All the media attention generated by these incidents has even led to heckling, Santanna said. The most common remark he hears: “Get out of that pedicab. It’s a death trap.”
“I stay out of the way of cars,” Santanna said.
With his knit cap, cargo pants, and sneakers, Santanna is ready for a night of helping “intoxicated people” make their ways home.
If the customer is “totally drunk,” Santanna tries to help him or her as much as he can. But when customers act destructively or make it hard for him to pedal, he said he has no choice but to kick them out. “Right when they come up I can tell what kind of ride it’s gonna be,” he said.

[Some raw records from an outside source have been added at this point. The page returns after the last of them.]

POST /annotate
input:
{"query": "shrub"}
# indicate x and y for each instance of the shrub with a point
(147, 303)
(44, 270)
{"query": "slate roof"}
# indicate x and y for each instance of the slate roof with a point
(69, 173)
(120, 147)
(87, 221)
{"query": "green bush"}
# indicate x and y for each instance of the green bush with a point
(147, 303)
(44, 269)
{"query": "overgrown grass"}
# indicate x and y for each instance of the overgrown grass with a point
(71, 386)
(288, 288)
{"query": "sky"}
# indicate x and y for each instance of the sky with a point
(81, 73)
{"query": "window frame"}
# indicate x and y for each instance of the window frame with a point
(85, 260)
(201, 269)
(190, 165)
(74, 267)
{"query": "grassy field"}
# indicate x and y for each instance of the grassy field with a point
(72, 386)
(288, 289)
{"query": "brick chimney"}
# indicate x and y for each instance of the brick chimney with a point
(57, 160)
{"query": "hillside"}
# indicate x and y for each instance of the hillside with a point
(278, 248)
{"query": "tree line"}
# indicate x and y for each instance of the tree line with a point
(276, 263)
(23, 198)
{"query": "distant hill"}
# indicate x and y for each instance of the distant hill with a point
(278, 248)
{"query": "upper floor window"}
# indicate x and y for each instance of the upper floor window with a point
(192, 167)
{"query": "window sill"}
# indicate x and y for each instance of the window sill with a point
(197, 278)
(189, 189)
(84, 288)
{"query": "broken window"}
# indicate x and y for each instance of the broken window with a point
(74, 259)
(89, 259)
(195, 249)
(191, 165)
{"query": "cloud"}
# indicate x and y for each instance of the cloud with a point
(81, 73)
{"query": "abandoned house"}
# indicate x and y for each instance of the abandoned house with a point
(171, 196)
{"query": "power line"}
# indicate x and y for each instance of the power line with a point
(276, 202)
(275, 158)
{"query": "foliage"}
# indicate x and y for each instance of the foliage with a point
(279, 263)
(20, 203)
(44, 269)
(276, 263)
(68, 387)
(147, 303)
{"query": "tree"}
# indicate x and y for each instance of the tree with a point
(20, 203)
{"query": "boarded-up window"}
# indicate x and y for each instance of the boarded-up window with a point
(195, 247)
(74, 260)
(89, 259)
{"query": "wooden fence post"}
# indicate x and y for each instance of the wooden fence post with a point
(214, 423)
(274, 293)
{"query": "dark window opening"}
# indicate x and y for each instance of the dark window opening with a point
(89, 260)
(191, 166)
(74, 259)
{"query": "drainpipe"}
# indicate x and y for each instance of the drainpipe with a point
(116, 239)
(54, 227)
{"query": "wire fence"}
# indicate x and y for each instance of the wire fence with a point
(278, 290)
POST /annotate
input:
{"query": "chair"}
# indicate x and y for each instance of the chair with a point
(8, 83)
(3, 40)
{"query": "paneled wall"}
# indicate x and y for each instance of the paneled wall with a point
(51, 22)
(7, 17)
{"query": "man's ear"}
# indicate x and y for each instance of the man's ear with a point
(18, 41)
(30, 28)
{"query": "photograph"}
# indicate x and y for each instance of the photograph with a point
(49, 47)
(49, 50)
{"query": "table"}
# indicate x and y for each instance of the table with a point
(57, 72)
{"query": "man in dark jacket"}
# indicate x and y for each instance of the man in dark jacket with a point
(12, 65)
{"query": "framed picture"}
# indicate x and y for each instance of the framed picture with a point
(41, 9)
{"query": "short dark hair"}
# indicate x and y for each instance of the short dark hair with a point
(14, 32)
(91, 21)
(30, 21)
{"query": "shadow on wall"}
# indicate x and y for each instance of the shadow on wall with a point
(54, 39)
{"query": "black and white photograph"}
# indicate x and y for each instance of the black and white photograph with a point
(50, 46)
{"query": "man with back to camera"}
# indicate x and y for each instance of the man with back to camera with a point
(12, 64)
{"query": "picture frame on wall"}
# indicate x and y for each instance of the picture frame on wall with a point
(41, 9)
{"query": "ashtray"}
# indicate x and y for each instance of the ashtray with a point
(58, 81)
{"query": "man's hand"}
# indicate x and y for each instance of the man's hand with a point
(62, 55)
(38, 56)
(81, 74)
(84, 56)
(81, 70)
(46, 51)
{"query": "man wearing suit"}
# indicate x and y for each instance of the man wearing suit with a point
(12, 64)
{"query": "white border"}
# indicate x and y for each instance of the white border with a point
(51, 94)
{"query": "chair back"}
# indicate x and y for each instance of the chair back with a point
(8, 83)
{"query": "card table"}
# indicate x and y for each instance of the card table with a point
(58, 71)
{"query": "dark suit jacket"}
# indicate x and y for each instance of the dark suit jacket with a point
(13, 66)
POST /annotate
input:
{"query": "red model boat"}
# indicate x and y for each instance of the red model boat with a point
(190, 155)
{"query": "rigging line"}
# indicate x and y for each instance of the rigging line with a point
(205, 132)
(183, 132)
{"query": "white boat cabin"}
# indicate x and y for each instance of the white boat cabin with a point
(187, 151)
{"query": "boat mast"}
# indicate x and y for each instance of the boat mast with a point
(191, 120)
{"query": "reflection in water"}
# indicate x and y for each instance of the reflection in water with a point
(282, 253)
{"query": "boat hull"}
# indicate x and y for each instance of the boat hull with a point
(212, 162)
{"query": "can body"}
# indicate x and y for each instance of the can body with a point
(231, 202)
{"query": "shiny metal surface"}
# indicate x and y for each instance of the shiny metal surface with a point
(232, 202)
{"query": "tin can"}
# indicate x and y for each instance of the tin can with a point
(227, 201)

“We obey the laws,” Santanna said. “There are intoxicated people in the cab, and you have to take care of them. We help the best we can.”
It’s not drunken customers he’s worried about, it’s drunken drivers. “You need to worry about who’s behind the wheel, not the pedicab.”

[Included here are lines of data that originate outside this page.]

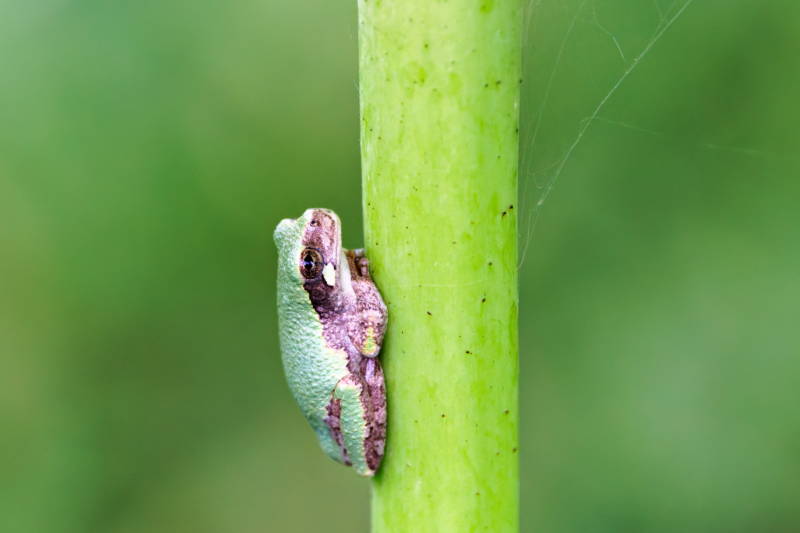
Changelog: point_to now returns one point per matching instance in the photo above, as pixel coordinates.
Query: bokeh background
(149, 148)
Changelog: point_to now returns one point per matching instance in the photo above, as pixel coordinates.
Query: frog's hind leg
(354, 423)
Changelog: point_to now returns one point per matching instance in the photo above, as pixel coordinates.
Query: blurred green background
(149, 148)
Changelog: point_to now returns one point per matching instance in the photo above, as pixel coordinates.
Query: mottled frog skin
(332, 321)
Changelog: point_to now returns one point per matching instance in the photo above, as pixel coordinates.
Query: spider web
(585, 14)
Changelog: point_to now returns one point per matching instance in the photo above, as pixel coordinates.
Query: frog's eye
(310, 263)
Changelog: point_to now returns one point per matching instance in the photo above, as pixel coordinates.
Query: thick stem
(439, 104)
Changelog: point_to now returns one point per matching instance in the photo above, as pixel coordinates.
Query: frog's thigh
(353, 422)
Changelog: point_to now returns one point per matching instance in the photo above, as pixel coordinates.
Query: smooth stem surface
(439, 103)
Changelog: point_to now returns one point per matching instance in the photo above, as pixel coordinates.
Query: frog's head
(310, 247)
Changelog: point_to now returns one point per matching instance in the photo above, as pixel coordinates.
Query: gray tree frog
(332, 321)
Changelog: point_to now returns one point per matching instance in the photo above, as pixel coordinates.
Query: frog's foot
(357, 418)
(366, 331)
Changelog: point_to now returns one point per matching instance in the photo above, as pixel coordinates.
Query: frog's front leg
(366, 330)
(357, 417)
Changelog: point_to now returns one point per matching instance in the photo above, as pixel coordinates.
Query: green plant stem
(439, 85)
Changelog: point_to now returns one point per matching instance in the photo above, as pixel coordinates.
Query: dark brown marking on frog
(337, 311)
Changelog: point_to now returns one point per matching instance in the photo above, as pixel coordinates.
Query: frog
(332, 321)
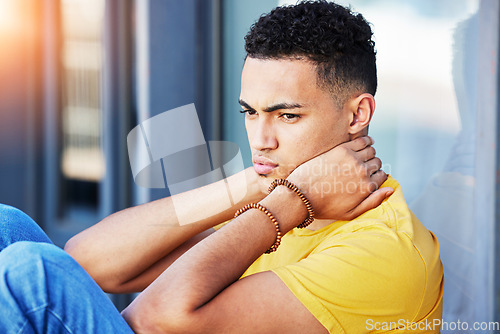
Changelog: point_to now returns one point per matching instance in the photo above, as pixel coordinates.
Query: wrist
(287, 207)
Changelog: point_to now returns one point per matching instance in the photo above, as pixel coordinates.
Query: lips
(263, 165)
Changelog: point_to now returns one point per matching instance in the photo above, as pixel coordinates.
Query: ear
(361, 110)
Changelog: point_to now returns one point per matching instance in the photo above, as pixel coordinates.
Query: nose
(264, 136)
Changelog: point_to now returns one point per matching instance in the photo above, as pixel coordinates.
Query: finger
(359, 143)
(371, 202)
(373, 165)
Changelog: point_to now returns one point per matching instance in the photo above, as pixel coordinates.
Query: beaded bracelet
(262, 208)
(295, 189)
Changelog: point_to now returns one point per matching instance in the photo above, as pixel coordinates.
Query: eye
(249, 112)
(290, 117)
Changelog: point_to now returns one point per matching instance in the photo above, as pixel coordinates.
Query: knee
(11, 215)
(15, 226)
(28, 252)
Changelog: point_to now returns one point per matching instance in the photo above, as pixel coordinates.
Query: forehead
(267, 81)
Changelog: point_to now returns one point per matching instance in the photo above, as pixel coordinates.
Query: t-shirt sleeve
(361, 278)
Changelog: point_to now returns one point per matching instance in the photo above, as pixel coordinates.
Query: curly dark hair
(337, 40)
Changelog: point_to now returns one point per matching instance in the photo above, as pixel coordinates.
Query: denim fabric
(42, 289)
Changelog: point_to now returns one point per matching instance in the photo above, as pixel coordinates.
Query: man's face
(289, 119)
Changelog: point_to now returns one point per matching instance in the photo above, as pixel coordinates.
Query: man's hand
(342, 183)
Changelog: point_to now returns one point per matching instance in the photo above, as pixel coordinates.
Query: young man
(307, 93)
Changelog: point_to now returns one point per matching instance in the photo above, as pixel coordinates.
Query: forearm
(178, 297)
(126, 244)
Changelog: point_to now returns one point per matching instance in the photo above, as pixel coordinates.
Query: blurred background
(77, 75)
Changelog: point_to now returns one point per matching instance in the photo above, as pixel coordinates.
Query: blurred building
(77, 75)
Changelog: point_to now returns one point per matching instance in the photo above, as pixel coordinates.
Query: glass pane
(82, 160)
(82, 157)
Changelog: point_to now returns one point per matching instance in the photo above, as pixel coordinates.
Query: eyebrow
(278, 106)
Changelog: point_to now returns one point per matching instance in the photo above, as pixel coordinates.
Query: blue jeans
(42, 289)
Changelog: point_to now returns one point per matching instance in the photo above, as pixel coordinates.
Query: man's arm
(126, 251)
(201, 292)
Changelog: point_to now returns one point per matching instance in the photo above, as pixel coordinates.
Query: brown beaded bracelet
(262, 208)
(295, 189)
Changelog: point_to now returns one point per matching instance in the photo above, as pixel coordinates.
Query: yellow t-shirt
(379, 273)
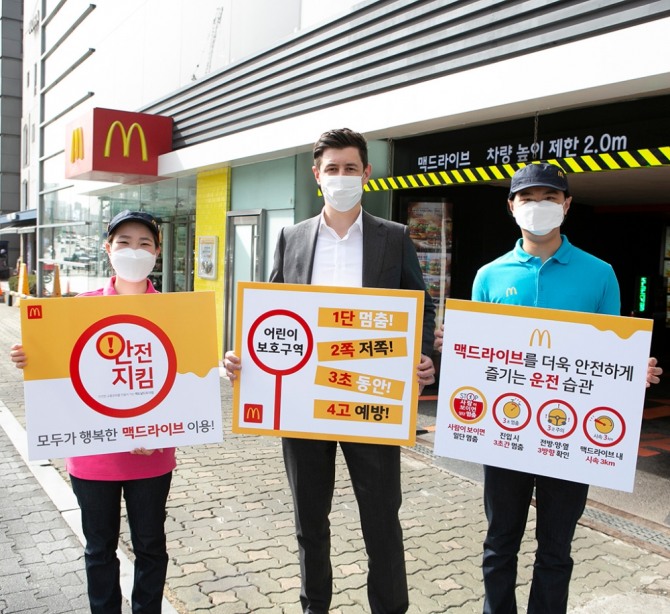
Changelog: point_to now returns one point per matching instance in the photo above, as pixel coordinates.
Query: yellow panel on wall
(212, 202)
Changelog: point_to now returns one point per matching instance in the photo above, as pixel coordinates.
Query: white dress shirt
(338, 261)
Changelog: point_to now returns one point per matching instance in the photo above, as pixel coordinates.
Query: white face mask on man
(341, 192)
(133, 265)
(539, 217)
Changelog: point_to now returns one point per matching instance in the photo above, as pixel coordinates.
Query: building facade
(453, 97)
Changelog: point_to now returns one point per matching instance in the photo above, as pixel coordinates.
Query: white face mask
(539, 218)
(132, 264)
(341, 192)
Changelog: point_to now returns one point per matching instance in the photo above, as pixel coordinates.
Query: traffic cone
(24, 284)
(56, 287)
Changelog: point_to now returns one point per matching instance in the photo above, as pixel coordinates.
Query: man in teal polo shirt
(543, 270)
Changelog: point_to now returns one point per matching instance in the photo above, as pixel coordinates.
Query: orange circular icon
(110, 345)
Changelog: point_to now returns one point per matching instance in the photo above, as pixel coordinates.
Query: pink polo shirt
(121, 465)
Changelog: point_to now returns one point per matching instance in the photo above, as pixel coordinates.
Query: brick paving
(232, 546)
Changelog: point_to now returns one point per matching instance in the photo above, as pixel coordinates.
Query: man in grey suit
(346, 246)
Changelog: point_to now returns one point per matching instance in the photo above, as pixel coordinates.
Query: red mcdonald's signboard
(118, 146)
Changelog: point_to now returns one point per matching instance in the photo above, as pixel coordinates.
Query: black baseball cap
(539, 175)
(135, 216)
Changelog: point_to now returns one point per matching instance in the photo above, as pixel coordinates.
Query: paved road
(232, 547)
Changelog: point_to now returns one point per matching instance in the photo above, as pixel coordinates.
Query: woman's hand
(18, 356)
(232, 364)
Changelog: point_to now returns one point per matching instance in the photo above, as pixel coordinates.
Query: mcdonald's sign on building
(117, 146)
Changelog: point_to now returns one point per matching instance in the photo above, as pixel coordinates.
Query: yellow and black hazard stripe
(613, 161)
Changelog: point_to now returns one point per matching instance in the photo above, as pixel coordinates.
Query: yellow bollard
(24, 285)
(56, 287)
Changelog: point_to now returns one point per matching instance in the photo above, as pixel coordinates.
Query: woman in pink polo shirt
(143, 476)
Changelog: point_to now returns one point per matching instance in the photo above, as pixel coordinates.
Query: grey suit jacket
(389, 261)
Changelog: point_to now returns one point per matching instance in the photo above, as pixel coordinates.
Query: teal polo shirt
(571, 279)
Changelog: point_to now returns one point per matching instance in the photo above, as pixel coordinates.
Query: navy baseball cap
(135, 216)
(539, 175)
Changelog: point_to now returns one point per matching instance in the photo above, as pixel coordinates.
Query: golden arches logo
(253, 413)
(125, 138)
(77, 145)
(540, 334)
(35, 312)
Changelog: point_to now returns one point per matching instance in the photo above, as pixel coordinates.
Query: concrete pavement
(231, 536)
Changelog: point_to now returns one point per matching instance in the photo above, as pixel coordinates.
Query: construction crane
(216, 22)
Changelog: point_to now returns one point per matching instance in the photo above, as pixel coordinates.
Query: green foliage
(14, 283)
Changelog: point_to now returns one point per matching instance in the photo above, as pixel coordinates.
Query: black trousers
(375, 477)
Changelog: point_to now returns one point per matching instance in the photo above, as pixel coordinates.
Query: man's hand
(653, 372)
(231, 362)
(18, 356)
(425, 372)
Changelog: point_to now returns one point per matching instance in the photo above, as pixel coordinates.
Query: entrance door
(245, 255)
(174, 269)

Robbery is also an ever-present concern. Santanna was robbed about two years ago and lost some money, but nobody was hurt. He still feels safe doing his job. “You just have to be careful,” he said.
Chico Pedicabs has about six drivers. They pick up their rigs and start working at about 10 p.m., staying out until the early hours of the morning. Although there has been a decrease in the number of customers, Santanna said there isn’t much business during this season anyway.
The recent rash of pedicab incidents doesn’t seem to have fazed customers much. Stephanie Earhart, 28, said her views of pedicabs haven’t changed because of recent events. “It does scare me, but you could walk down the street and get hit,” she said while walking in downtown Chico Monday night (Oct. 9).
John Dean, 38, said he never considers taking a pedicab—not because he’s scared, but because he’d rather walk. “There’s no fault [on the part of the pedicab operators] for the accidents that happened, but it is too bad that they happened,” he said.